Orang tua yang tak mau repot mengurus anak-anaknya, menyerahkan anaknya pada guru sepenuhnya tanpa dibarengi kontrol dan menukarnya dengan sejumlah uang yang kadang tidak sedikit.
Sehingga image bahwa sekolah yang baik itu yang mahal dan yang mahal itu pasti berkualitas tumbuh subur di masyarakat. Sekarang pendidikan hanya dapat dikenyam oleh segelintir orang saja.
Menurut Andreas Harefa, dalam bukunya yang berjudul Pembelajaran di Era Serba Otonomi, dikatakan, mau tidak mau harus diakui bahwa persoalan mendasar yang dihadapi bangsa Indonesia salah satunya adalah tidak mempunyai seluruh anggota masyarakat untuk berbagi tugas dan tanggung jawab dalam kemajuan dunia pendidikan.

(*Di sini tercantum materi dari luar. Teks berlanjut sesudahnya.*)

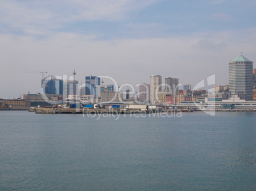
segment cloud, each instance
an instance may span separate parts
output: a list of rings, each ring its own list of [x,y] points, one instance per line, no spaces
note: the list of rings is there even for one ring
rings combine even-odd
[[[48,75],[71,76],[74,67],[80,81],[90,74],[110,76],[120,84],[136,85],[149,82],[153,74],[194,84],[216,74],[217,82],[225,84],[228,62],[241,51],[256,60],[255,44],[256,29],[108,41],[68,32],[43,39],[0,34],[0,98],[39,91],[41,75],[23,72],[45,70]]]
[[[0,25],[3,32],[43,34],[66,24],[90,21],[118,21],[156,0],[3,0]]]
[[[231,20],[232,18],[228,14],[222,13],[215,13],[209,16],[209,18],[212,20],[228,21]]]
[[[216,40],[215,40],[216,41]],[[208,39],[200,40],[197,42],[197,44],[194,46],[196,48],[201,49],[203,51],[213,51],[220,52],[226,48],[227,44],[222,42],[216,42]]]

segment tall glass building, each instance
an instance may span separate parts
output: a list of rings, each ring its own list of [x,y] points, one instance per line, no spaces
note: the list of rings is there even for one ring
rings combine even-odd
[[[85,95],[98,95],[97,88],[101,83],[101,78],[97,76],[85,76]]]
[[[229,91],[231,95],[243,93],[246,100],[252,100],[253,62],[242,55],[229,62]]]
[[[41,93],[63,95],[63,80],[50,76],[41,80]]]

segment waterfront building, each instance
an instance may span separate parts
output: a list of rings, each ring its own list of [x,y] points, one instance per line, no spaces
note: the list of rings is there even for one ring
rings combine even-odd
[[[252,79],[252,82],[253,82],[253,88],[256,89],[256,74],[255,74],[255,70],[256,69],[253,69],[253,79]]]
[[[150,96],[150,84],[143,83],[139,84],[139,100],[142,102],[148,102]]]
[[[101,102],[103,103],[122,103],[124,94],[120,91],[110,91],[108,89],[101,93]]]
[[[179,92],[179,95],[180,95],[180,92]],[[183,90],[183,95],[192,95],[192,91],[190,89],[184,89]]]
[[[126,90],[126,100],[130,99],[130,90]]]
[[[243,92],[246,100],[252,100],[253,62],[242,55],[229,62],[229,91],[232,95]]]
[[[97,85],[96,86],[96,95],[101,95],[105,89],[108,89],[110,91],[114,91],[114,85]]]
[[[183,89],[179,89],[178,92],[178,95],[183,95]]]
[[[42,94],[63,95],[63,80],[57,79],[54,76],[49,76],[41,79]]]
[[[167,77],[164,79],[166,91],[170,92],[173,95],[178,95],[179,79],[178,78]]]
[[[256,100],[256,89],[254,89],[252,94],[253,100]]]
[[[85,76],[85,95],[98,95],[97,86],[101,84],[101,78],[97,76]]]
[[[0,99],[0,105],[6,106],[13,110],[22,110],[29,109],[31,102],[22,99],[5,100]]]
[[[215,86],[215,92],[223,92],[224,91],[225,86],[218,85]]]
[[[166,96],[169,94],[169,92],[166,91],[159,91],[158,95],[158,103],[166,103]]]
[[[78,95],[78,81],[64,81],[63,82],[63,101],[66,102],[69,95]]]
[[[176,97],[172,95],[166,95],[166,103],[167,104],[175,104]]]
[[[162,76],[160,75],[150,76],[150,103],[157,102],[158,94],[162,90]]]
[[[191,90],[191,85],[190,84],[188,84],[188,85],[184,85],[183,86],[183,89],[184,90],[187,90],[187,89],[189,89],[189,90]]]
[[[180,103],[182,102],[192,102],[193,98],[192,96],[178,95],[176,96],[176,103]]]

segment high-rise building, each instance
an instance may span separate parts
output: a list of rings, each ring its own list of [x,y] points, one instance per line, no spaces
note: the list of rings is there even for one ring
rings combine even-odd
[[[173,95],[178,95],[179,79],[178,78],[165,78],[165,91],[170,92]]]
[[[253,69],[253,89],[256,89],[256,69]]]
[[[160,75],[150,76],[150,103],[157,102],[158,94],[162,91],[162,76]]]
[[[69,95],[78,95],[78,81],[64,81],[63,82],[63,102],[66,102]]]
[[[130,98],[130,89],[126,90],[126,100],[129,100]]]
[[[49,76],[41,80],[41,93],[63,95],[63,80]]]
[[[189,90],[191,90],[191,85],[190,85],[190,84],[184,85],[184,86],[183,86],[183,89],[189,89]]]
[[[110,91],[108,89],[104,89],[101,93],[101,101],[105,103],[120,103],[123,102],[124,94],[120,91]]]
[[[97,76],[85,76],[85,95],[98,95],[97,88],[101,84],[101,78]]]
[[[253,62],[242,55],[229,62],[229,91],[232,95],[243,92],[246,100],[252,100]]]
[[[224,91],[225,86],[215,86],[215,92],[223,92]]]
[[[150,100],[150,84],[146,83],[139,84],[139,100],[141,102],[149,102]]]

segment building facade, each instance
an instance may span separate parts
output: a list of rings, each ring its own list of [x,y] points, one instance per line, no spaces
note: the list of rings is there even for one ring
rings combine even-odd
[[[97,86],[101,84],[101,78],[97,76],[85,76],[85,95],[98,95]]]
[[[162,90],[162,76],[160,75],[150,76],[150,96],[151,103],[156,103],[158,99],[158,94]]]
[[[184,85],[183,89],[184,90],[185,90],[185,89],[186,90],[187,90],[187,89],[191,90],[191,85],[190,84]]]
[[[56,79],[54,76],[49,76],[41,80],[42,94],[63,95],[63,80]]]
[[[22,110],[30,108],[30,102],[27,102],[22,99],[4,100],[0,99],[0,105],[5,105],[13,110]]]
[[[101,93],[101,101],[103,103],[122,103],[124,94],[120,91],[110,91],[105,89]]]
[[[224,91],[225,86],[218,85],[215,86],[215,92],[223,92]]]
[[[178,78],[167,77],[164,79],[165,91],[171,93],[173,95],[178,95],[179,79]]]
[[[243,92],[246,100],[252,100],[253,89],[253,62],[242,55],[229,62],[229,91],[232,95]]]
[[[150,84],[146,83],[139,84],[139,100],[142,102],[148,102],[150,99]]]
[[[66,102],[69,95],[78,95],[78,81],[64,81],[63,82],[63,102]]]

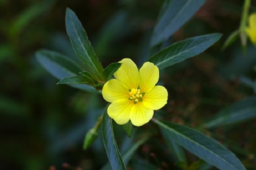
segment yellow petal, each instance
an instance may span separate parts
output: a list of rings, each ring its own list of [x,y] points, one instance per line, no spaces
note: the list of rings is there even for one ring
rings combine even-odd
[[[111,104],[108,108],[108,116],[117,124],[126,124],[130,120],[130,114],[133,101],[128,99],[120,99]]]
[[[130,119],[135,126],[142,126],[148,122],[153,117],[154,111],[145,107],[142,103],[138,102],[132,107]]]
[[[167,103],[168,97],[166,89],[161,85],[156,85],[152,90],[145,94],[142,103],[149,109],[158,110]]]
[[[139,86],[139,71],[135,63],[130,59],[124,59],[119,62],[122,65],[114,74],[115,78],[130,90],[133,88],[137,88]]]
[[[256,27],[253,29],[251,27],[247,27],[245,28],[245,31],[251,39],[251,41],[254,44],[256,44]]]
[[[130,97],[128,88],[115,79],[111,79],[104,85],[102,96],[104,99],[110,103]]]
[[[140,88],[142,92],[150,91],[159,79],[159,70],[154,64],[147,62],[140,69]]]
[[[256,13],[251,14],[249,17],[249,26],[256,31]]]

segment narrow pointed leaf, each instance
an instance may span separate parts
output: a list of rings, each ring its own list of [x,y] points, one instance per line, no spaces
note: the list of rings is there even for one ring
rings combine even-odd
[[[124,124],[123,125],[123,129],[124,129],[124,131],[126,132],[126,134],[127,134],[127,136],[129,137],[131,137],[132,136],[132,134],[133,133],[133,125],[131,122],[131,121],[128,122],[127,124]]]
[[[76,54],[90,72],[101,77],[103,71],[101,64],[94,51],[80,21],[75,13],[69,8],[67,8],[66,12],[66,26]]]
[[[178,161],[178,164],[182,165],[181,166],[186,167],[188,165],[188,161],[186,155],[182,148],[177,142],[174,140],[170,136],[168,135],[165,131],[162,131],[163,137],[164,138],[168,148],[174,155],[176,159]]]
[[[108,106],[105,109],[102,119],[102,132],[105,149],[113,170],[126,170],[115,138],[112,119],[108,115]]]
[[[189,20],[206,0],[173,0],[163,4],[151,39],[153,46],[168,39]]]
[[[84,84],[91,86],[94,85],[94,81],[92,79],[84,76],[76,76],[67,77],[62,78],[58,82],[59,84]]]
[[[221,36],[215,33],[178,42],[149,58],[148,61],[162,69],[200,54],[218,41]]]
[[[190,152],[220,170],[245,168],[236,156],[214,139],[184,125],[154,119],[161,131]]]
[[[121,66],[121,65],[119,63],[111,63],[103,70],[102,77],[106,82],[109,80],[113,74]]]
[[[92,75],[92,74],[91,74],[90,73],[89,73],[88,72],[79,72],[79,74],[81,74],[81,75],[82,75],[84,76],[88,77],[89,78],[90,78],[92,79],[93,80],[95,81],[95,82],[98,82],[98,78],[97,78],[97,77],[96,76]]]
[[[59,52],[41,50],[36,52],[35,57],[38,62],[58,79],[76,76],[82,71],[81,67],[70,58]],[[85,84],[69,85],[80,90],[98,93],[94,88]]]
[[[58,78],[75,76],[82,71],[71,59],[57,52],[41,50],[35,56],[41,65]]]
[[[219,126],[243,122],[256,118],[256,97],[250,97],[221,110],[204,126],[213,128]]]
[[[142,135],[145,135],[145,134],[143,134]],[[123,151],[121,152],[121,153],[123,155],[123,157],[122,157],[123,160],[125,164],[127,164],[128,163],[128,162],[129,162],[130,160],[132,158],[133,156],[134,155],[138,149],[139,149],[139,147],[141,144],[145,143],[146,141],[147,141],[149,139],[149,135],[146,135],[138,140],[137,140],[137,139],[136,139],[136,142],[134,143],[133,142],[131,143],[130,145],[128,146],[128,150],[125,150],[124,151],[123,150]],[[130,139],[130,138],[129,138],[129,139]],[[110,164],[109,163],[108,163],[106,164],[105,166],[104,166],[101,169],[101,170],[110,170],[111,168],[111,167],[110,166]]]

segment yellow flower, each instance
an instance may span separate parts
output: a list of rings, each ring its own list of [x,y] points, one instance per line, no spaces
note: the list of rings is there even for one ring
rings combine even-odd
[[[122,65],[114,74],[116,79],[107,82],[102,89],[103,98],[112,103],[108,114],[118,124],[125,124],[131,120],[134,125],[141,126],[152,118],[154,110],[166,104],[167,90],[155,85],[159,70],[154,64],[147,62],[139,71],[129,59],[119,62]]]
[[[247,35],[251,41],[256,44],[256,13],[251,14],[249,17],[249,26],[245,28]]]

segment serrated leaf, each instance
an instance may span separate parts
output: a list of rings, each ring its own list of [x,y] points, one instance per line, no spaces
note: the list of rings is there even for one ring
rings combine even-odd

Yang paling memprihatinkan, kondisi ini menyebabkan pemerataan pendidikan tidak dapat direalisasikan kendati sebagai seorang muslim menuntut ilmu itu wajib hukumnya, siapapun orang tersebut. Kemudian diperkuat dengan hukum positif di Indonesia, UUD 1945 pasal 27.
Dampak lain dari penyalahgunaan pendidikan adalah mengecilnya kesempatan untuk menikmati pendidikan dan kesenjangan sosial yang semakin lebar. Ini menandakan adanya penyelewengan pendidikan secara poltik-ekonomi yang kemudian melahirkan pendidikan untuk orang miskin terganggu realisasinya.
Menurut Eko Frasetyo, dalam buku yang berjudul Orang Miskin Dilarang Sekolah, disebutkan situasi ini dipengaruhi pula oleh derasnya arus globalisasi yang melanda Indonesia melalui liberalisasi, kapitalisasi, dan privatisasi lembaga pendidikan.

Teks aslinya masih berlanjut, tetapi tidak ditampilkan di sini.